One of the most well-known voices in this space is Gordon Chang, whose 2001 book The Coming Collapse of China predicted that China’s communist regime would fall by 2011. When that didn’t happen, he revised the collapse date to 2012. Two decades later, China remains a global superpower. Despite his record of inaccuracy, Chang continues to make similar claims, often published in major Western outlets. Prisse singles out Chang in his book not just to discredit his analysis, but to demonstrate how wishful thinking has infiltrated American policy conversations.

Another frequently cited argument comes from Dinny McMahon’s China’s Great Wall of Debt, which outlines systemic weaknesses in China’s economy—bad loans, corruption, overbuilt cities, and a shrinking workforce. These issues are real, Prisse acknowledges, but he stresses that they have not yet translated into collapse because of one overlooked factor: China’s massive trade surplus.

Every year, China receives hundreds of billions of dollars from the West, mostly from the United States, in exchange for its low-cost manufactured goods. That money gives Beijing the liquidity it needs to cover its internal inefficiencies, prop up failing state-run companies, and maintain a steady rate of international investment. As Prisse explains in Chapter 4, China’s $870 billion annual trade surplus functions like a pressure release valve for its flawed economic system. Without it, the cracks might actually widen. With it, collapse remains unlikely.

The real danger lies in how the collapse narrative dulls Western vigilance. If people believe that China will soon implode on its own, they are far less likely to support difficult or unpopular policy changes—like ending free trade, relocating manufacturing, or regulating imports. Believing the myth of collapse leads to paralysis, inaction, and a dangerous underestimation of an adversary that continues to rise.

Prisse emphasizes that it is not China’s GDP or headlines that should command our attention, but its liquidity. China holds over $3 trillion in usable foreign exchange reserves. That money is available for immediate use—unlike assets tied up in land, infrastructure, or future growth. In Prisse’s words, power today is not defined by total economic size, but by liquid spending power. And China has more of it than any other nation.

While many of China’s internal problems are serious, they are not fatal as long as the West continues to fund its economy. Instead of betting on Beijing’s self-destruction, Prisse argues, the United States must act strategically to stop the flow of money.
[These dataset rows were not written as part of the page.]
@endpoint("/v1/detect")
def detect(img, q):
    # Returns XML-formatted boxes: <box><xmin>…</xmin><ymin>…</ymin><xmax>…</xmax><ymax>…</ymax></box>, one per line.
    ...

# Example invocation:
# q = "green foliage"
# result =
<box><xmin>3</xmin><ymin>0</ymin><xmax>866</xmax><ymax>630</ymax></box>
That means replacing the current free trade model with a balanced approach—what he calls “Equal Trade”—where the value of imports and exports are matched.

China is not on the verge of collapse. It is being sustained, quietly and continuously, by American dollars and European complacency. As long as that continues, China will remain stable, powerful, and increasingly assertive. Believing otherwise is not just naive. It’s dangerous.